The author’s father. (Courtesy of Ryan Dennis)
At one point, when the time was right, I asked about the story of our farm. He knew what I meant. Because a farm is its own center of gravity, it determines how the people on it live and die.
Every farm has two histories. One is the version given to visitors, whether 4-H’ers, members of a Future Farmers of America club or distant cousins dropping by. It is sanitized, protective and delivered in bullet points. It includes what changes were made on the farm and when, and how many cows were milked at the time. Occasionally, while leaning forward on his knees, my father answered questions like he was being profiled in a farming magazine. He made grand statements about how the registered cow business “piqued a farmer’s interest” and how there was a time when the harder a person worked, the more money they got. He talked about how the way farmers fed cows changed through the years, and the difference in having hill ground. Eventually, though, he gave me the second story: what happens to people on a farm when that farm struggles.
The sounds of the cattle chewing above us made the type of white noise that the evening could settle into. The dog sauntered by, and my father grabbed it and patted its ribs briskly. He was probably glad to give his hands something to do. The dog was a rescue Aussie my parents had gotten a few years earlier. The dog half-yawned, its teeth grinning.
My father was, above all, a man of stories. There were times he had little else, so he knew the value they had. Our story, as he saw it, was the gift I asked for. In offering it, he showed that he believed in my ambitions as a writer and the decisions I had made, despite what it cost him. Maybe he thought I could get the story right.
My father’s eyes grew watery as he stared into the past again. At one point he pulled the top of his shirt up to rub his cheeks.
The author and his sister at a young age. (Courtesy of Ryan Dennis)
Whenever I returned home, my father set my boots out on the corner of the porch. The first few days I dwelled too much on small assurances. I enjoyed seeing again how big the two walnut trees were in the lawn. They were at least 200 years old, and at that size looked the same as they always had. I appreciated all the birdsong that surrounded our family’s house. I had never realized it was there until I first left for college. I have travelled much since then and never came across anything similar. I mentioned the birds to my parents every time I came back.
“What about Grandpa?” I said. “Do you regret anything?”
“Just a second. You probably need a refill too.”
I handed him my mug. What I didn’t have the courage to say was, What about us?

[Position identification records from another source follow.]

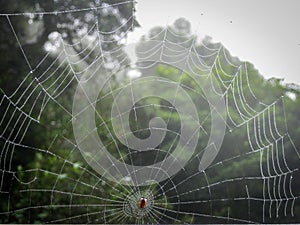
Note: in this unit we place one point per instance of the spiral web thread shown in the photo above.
(167, 201)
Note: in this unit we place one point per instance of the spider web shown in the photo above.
(61, 187)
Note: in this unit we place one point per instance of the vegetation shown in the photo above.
(44, 175)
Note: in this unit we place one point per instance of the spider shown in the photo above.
(143, 203)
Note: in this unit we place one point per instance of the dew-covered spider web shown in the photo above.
(171, 129)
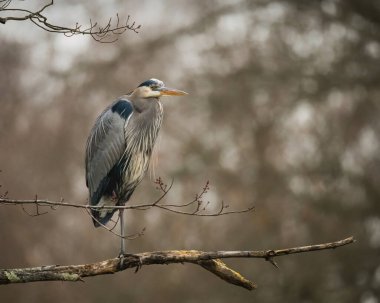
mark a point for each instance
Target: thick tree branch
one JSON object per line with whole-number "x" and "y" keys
{"x": 208, "y": 260}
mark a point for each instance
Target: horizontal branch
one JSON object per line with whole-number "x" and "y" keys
{"x": 210, "y": 261}
{"x": 168, "y": 207}
{"x": 107, "y": 34}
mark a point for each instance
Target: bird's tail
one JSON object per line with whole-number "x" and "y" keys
{"x": 99, "y": 220}
{"x": 102, "y": 216}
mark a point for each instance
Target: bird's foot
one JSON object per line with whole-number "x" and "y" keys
{"x": 122, "y": 256}
{"x": 121, "y": 259}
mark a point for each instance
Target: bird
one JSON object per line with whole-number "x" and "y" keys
{"x": 119, "y": 148}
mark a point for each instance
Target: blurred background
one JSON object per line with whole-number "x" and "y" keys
{"x": 283, "y": 112}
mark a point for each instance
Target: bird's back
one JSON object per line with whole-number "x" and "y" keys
{"x": 118, "y": 152}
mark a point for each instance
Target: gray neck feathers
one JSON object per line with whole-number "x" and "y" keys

The sound of the faucet came through the open window behind me. Because I’d seen it before, I knew that the water foamed at the top of the jar once it was filled, already having gin in it. If my father had a lime he would use it, but usually he didn’t. He screwed a cap close. Then he came back onto the porch and handed me the mug and lowered himself into his chair again.
He sat there for a long time. A red squirrel ran up the walnut tree in front of us. It moved in short bursts and then froze, its nails clicking against the bark. The cattle had started to circle, which meant that was probably where they would bed down. A car passed, but neither of us looked to see if the person waved.